# Cleaning free herp setup?



## Alexraptor (Jan 30, 2003)

I'm curious, is it possible to set up a terrarium for herps that does not require cleaning?
And before anyone says it, no i am not looking for shortcuts.

With a saltwater reef setup these days you really don't have to do any cleaning, all you have to do is make sure the water quality os good and that you have plenty of live rock or live sand and the nitrogen cycle will take care of the rest.

Now what i want to know, can one set up a planted terrarium for lizards that has a working nitrogen cycle in a similar manner?


----------



## CLUSTER ONE (Aug 2, 2006)

not really for any larger lizard above 12" beacause they produce far to much waste to not be removed but something like a dart frog fully planted vivarium could work but it could be a bit pricy to start (aquarium, frogs, plants, plant lights...) and most dart keepers do a lot of diy on their tanks (false bottoms, backgrounds)


----------



## Alexraptor (Jan 30, 2003)

But smaller lizards than 12" may work?

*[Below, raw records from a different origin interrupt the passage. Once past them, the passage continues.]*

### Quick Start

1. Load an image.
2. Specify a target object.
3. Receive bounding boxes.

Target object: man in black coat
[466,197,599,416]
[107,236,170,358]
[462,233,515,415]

Right now im researching some of the smaller european lizards that don't grow much bigger than 3-4"


----------



## dark FrOsT (Sep 23, 2006)

but just cause they are small doesnt mean they dont produce a lot of waste, example i found that crested geckos are super messy and require daily or every other day cleaning.


----------



## CLUSTER ONE (Aug 2, 2006)

well what im getting at is larger reptiles like bearded dragons make to much waste to be absorbed by plants in a set space for something like that and a bd you would need a very large tank and hevily planyed (though bd come from the desert)

you need something small that produces not that much waste but you still need a large (couple times larger then if you were doing maintnece) tank to dilute the waste along wityh plenty of plants to absorb the waste

i still think your best bet would be dart frogs 
if you dont know what they are her is a link:
link

they will require maitnece like feeding and misting but shouldnt need any cleaning unless you have a section of water (should have a filter)

another choice could be a small snake
it wouldnt be no cleaning but snakes mess once a week or less so its not that difficut to clean


----------



## Mettle (Dec 29, 2003)

A friend of mine has a 30 gal hex, modified setup with a pool and such at the bottom that she houses a single male crestie in. The only maitenance she does is wipe the glass and top off the water (there's a betta that lives in it) and that's about all...

Also, a friend of mine apparently has a virtually maitenance free setup with some variation of pygmy chameleons... Haven't seen it though, but he said it's incredibly easy to maintain. They're even breeding for him. So he must be doing something right.

But as said it's not cheap.


----------